En résumé, pour une application correcte de la motivation par relationem, le juge doit :

  • Identifier un arrêt rendu simultanément et avec des questions connexes (nécessairement consécutives ou préjudicielles).
  • Ne pas se limiter à un simple rappel, mais reproduire les contenus essentiels de l'arrêt de référence.
  • Effectuer une évaluation critique autonome de ces contenus, en les adaptant au contexte de la cause en question.
  • Garantir la compatibilité logique-juridique entre les contenus empruntés et la décision finale.

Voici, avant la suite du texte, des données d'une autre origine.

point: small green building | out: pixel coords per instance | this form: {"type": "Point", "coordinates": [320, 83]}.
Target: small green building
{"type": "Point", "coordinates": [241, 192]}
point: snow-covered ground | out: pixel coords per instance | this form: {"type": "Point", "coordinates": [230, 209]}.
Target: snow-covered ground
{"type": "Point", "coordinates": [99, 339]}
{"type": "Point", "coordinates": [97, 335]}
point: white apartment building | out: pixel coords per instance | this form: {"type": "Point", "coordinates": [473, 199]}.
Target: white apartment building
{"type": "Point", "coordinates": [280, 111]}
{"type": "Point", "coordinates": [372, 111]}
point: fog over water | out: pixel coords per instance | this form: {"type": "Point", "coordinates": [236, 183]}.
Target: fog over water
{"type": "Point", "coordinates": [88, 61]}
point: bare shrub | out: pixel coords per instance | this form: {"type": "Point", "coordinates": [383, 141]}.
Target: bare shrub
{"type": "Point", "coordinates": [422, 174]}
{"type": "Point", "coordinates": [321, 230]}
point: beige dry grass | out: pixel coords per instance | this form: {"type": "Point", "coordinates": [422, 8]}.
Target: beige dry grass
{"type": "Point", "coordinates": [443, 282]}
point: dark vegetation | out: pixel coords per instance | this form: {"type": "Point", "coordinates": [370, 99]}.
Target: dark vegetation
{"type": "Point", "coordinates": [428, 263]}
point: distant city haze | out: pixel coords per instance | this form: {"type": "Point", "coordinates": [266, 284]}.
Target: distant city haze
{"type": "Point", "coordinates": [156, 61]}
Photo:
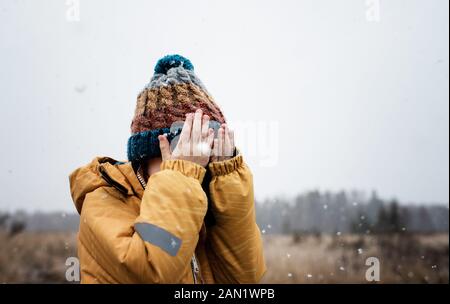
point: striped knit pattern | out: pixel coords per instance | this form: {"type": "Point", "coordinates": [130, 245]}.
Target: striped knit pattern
{"type": "Point", "coordinates": [173, 91]}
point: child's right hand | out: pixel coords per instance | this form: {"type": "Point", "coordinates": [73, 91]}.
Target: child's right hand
{"type": "Point", "coordinates": [195, 140]}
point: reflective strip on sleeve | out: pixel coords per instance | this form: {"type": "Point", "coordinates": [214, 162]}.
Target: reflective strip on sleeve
{"type": "Point", "coordinates": [158, 237]}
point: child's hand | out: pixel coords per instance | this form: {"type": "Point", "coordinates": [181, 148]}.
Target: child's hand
{"type": "Point", "coordinates": [223, 148]}
{"type": "Point", "coordinates": [195, 140]}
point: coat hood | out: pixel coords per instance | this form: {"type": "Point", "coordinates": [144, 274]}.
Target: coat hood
{"type": "Point", "coordinates": [101, 172]}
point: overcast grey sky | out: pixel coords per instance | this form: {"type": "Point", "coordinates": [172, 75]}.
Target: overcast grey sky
{"type": "Point", "coordinates": [359, 104]}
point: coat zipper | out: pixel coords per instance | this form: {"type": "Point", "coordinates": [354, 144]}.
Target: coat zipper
{"type": "Point", "coordinates": [194, 264]}
{"type": "Point", "coordinates": [195, 269]}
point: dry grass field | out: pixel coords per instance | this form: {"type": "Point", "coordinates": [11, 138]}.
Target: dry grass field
{"type": "Point", "coordinates": [40, 258]}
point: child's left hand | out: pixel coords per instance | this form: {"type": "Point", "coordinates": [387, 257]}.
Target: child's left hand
{"type": "Point", "coordinates": [223, 145]}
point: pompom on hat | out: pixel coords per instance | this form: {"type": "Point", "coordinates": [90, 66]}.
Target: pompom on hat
{"type": "Point", "coordinates": [173, 91]}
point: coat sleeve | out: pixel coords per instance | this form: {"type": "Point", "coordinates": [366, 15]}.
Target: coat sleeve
{"type": "Point", "coordinates": [156, 246]}
{"type": "Point", "coordinates": [234, 246]}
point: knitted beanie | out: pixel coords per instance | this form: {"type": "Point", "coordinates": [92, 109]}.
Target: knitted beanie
{"type": "Point", "coordinates": [173, 91]}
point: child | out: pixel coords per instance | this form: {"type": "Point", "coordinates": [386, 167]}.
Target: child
{"type": "Point", "coordinates": [179, 213]}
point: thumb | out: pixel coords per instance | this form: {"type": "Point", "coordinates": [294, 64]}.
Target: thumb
{"type": "Point", "coordinates": [164, 147]}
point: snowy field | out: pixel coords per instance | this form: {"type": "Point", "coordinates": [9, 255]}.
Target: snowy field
{"type": "Point", "coordinates": [405, 258]}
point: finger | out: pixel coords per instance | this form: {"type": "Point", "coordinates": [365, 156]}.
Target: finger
{"type": "Point", "coordinates": [215, 149]}
{"type": "Point", "coordinates": [205, 127]}
{"type": "Point", "coordinates": [197, 126]}
{"type": "Point", "coordinates": [221, 143]}
{"type": "Point", "coordinates": [227, 142]}
{"type": "Point", "coordinates": [210, 138]}
{"type": "Point", "coordinates": [164, 147]}
{"type": "Point", "coordinates": [187, 126]}
{"type": "Point", "coordinates": [231, 132]}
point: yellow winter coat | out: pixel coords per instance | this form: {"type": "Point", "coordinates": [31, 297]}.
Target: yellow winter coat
{"type": "Point", "coordinates": [131, 235]}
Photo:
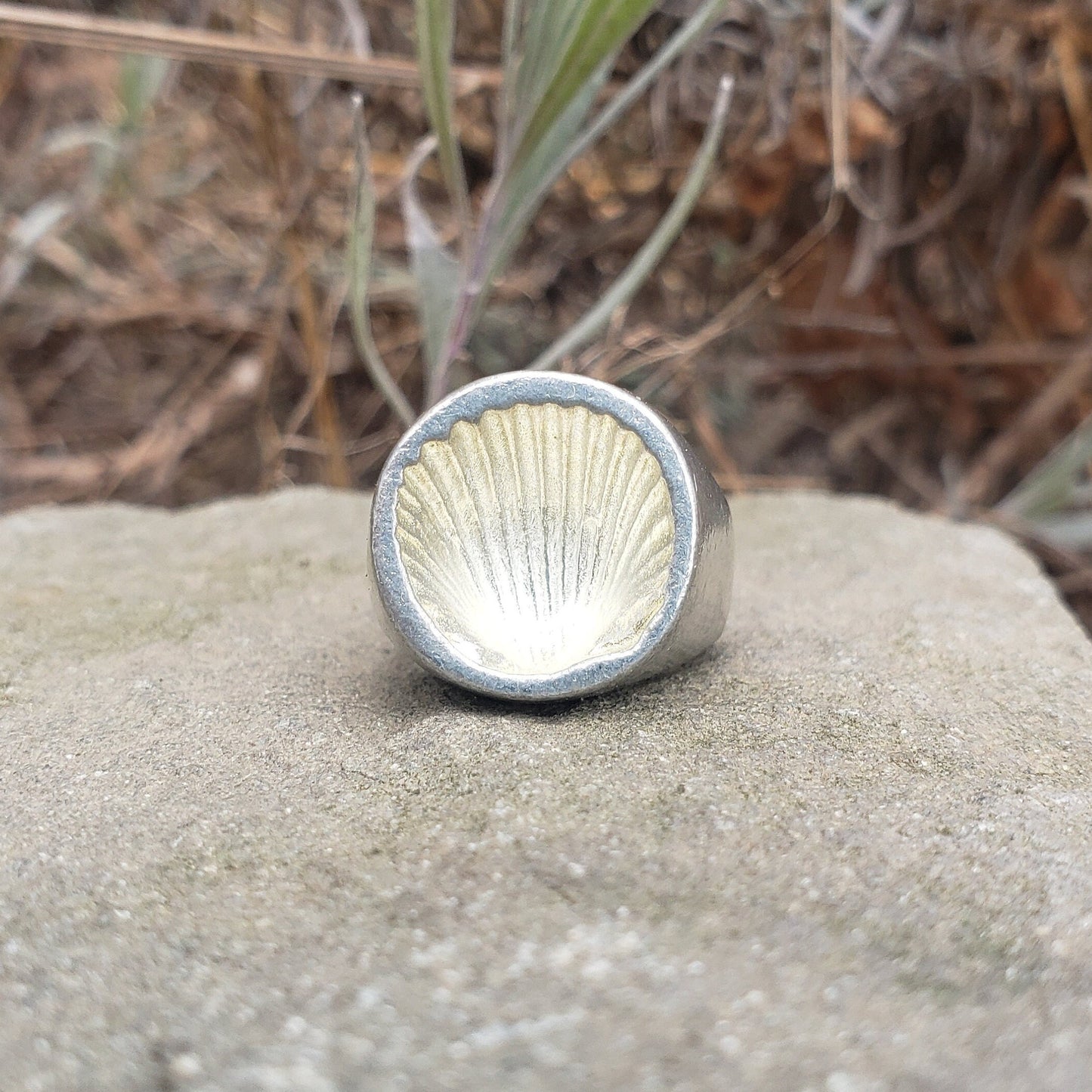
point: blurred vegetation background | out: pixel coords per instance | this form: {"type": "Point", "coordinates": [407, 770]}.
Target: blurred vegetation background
{"type": "Point", "coordinates": [881, 284]}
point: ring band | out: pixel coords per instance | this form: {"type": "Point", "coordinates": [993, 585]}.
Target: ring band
{"type": "Point", "coordinates": [540, 535]}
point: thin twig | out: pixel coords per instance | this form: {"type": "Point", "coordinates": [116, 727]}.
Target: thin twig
{"type": "Point", "coordinates": [981, 481]}
{"type": "Point", "coordinates": [213, 47]}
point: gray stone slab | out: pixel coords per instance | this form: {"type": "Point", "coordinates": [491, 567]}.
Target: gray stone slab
{"type": "Point", "coordinates": [243, 846]}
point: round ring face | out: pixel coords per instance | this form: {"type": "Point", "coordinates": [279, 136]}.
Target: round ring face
{"type": "Point", "coordinates": [533, 535]}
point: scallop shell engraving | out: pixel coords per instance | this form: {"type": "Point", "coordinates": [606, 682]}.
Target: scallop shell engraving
{"type": "Point", "coordinates": [537, 537]}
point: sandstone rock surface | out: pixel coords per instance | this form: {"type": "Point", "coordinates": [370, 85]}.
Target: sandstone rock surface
{"type": "Point", "coordinates": [246, 846]}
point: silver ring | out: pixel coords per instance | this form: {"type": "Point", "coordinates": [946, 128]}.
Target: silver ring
{"type": "Point", "coordinates": [540, 537]}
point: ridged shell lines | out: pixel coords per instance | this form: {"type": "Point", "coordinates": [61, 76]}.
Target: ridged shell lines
{"type": "Point", "coordinates": [537, 537]}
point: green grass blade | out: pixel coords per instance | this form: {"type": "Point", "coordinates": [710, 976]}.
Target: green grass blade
{"type": "Point", "coordinates": [649, 255]}
{"type": "Point", "coordinates": [1050, 486]}
{"type": "Point", "coordinates": [436, 29]}
{"type": "Point", "coordinates": [603, 27]}
{"type": "Point", "coordinates": [527, 188]}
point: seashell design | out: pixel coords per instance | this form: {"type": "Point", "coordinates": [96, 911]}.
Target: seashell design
{"type": "Point", "coordinates": [537, 537]}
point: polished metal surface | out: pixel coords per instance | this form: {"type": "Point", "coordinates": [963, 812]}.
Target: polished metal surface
{"type": "Point", "coordinates": [540, 537]}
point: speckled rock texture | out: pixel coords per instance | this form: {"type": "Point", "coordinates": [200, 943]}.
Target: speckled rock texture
{"type": "Point", "coordinates": [247, 846]}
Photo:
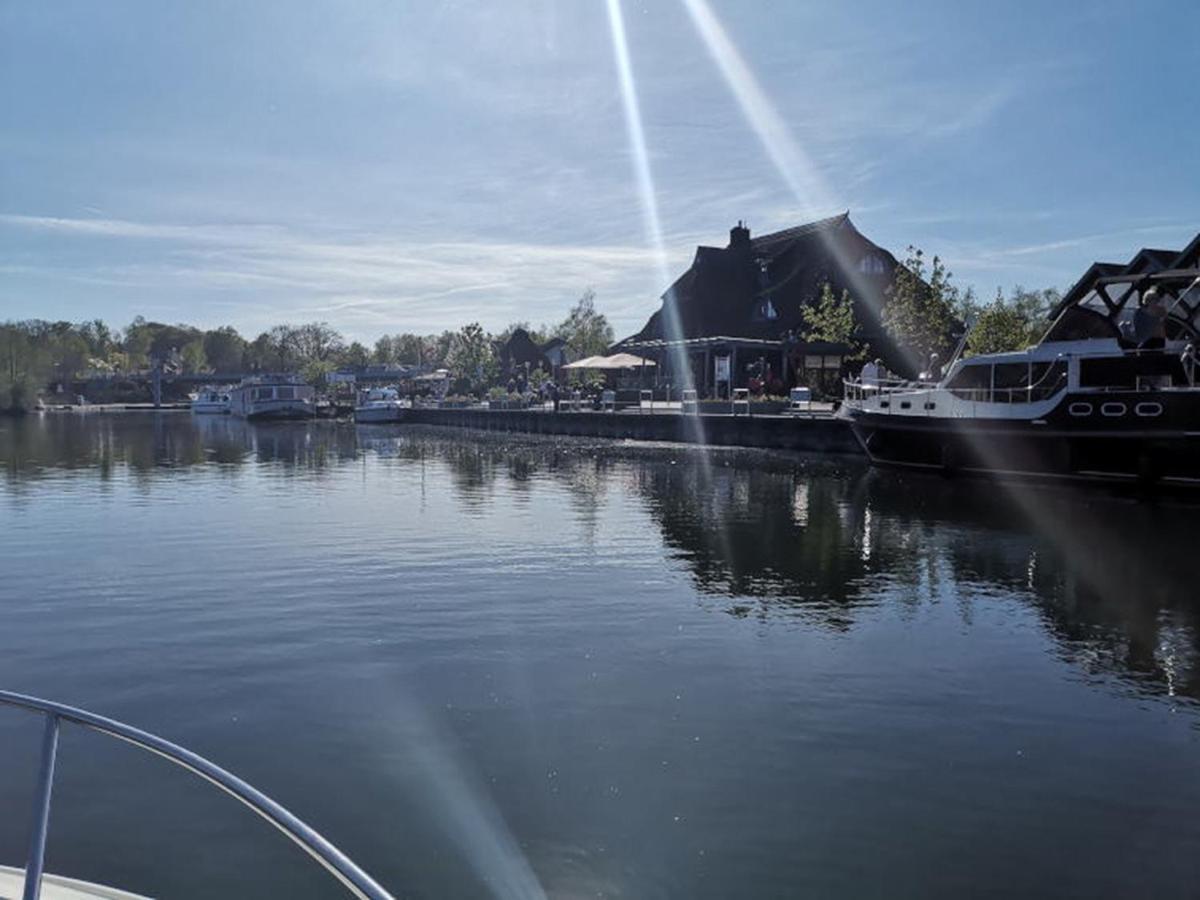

Le non-respect de ces étapes peut entraîner la nullité de la décision, avec la nécessité subséquente d'un nouveau jugement.

Conclusions

L'Ordonnance n° 16440 de 2025 de la Cour de Cassation représente un avertissement important sur la nécessité de garantir toujours une motivation judiciaire complète et intelligible, même lorsque l'on utilise des mécanismes de rappel. Dans le procès fiscal, où les enjeux sont souvent élevés et la matière complexe, la clarté des décisions est fondamentale pour la protection des droits des contribuables et pour la transparence de l'action administrative. C'est un principe qui assure que chaque décision soit le fruit d'une analyse réfléchie et non d'un simple renvoi, garantissant ainsi la pleine vérifiabilité du parcours logique-juridique qui a conduit à la solution du litige.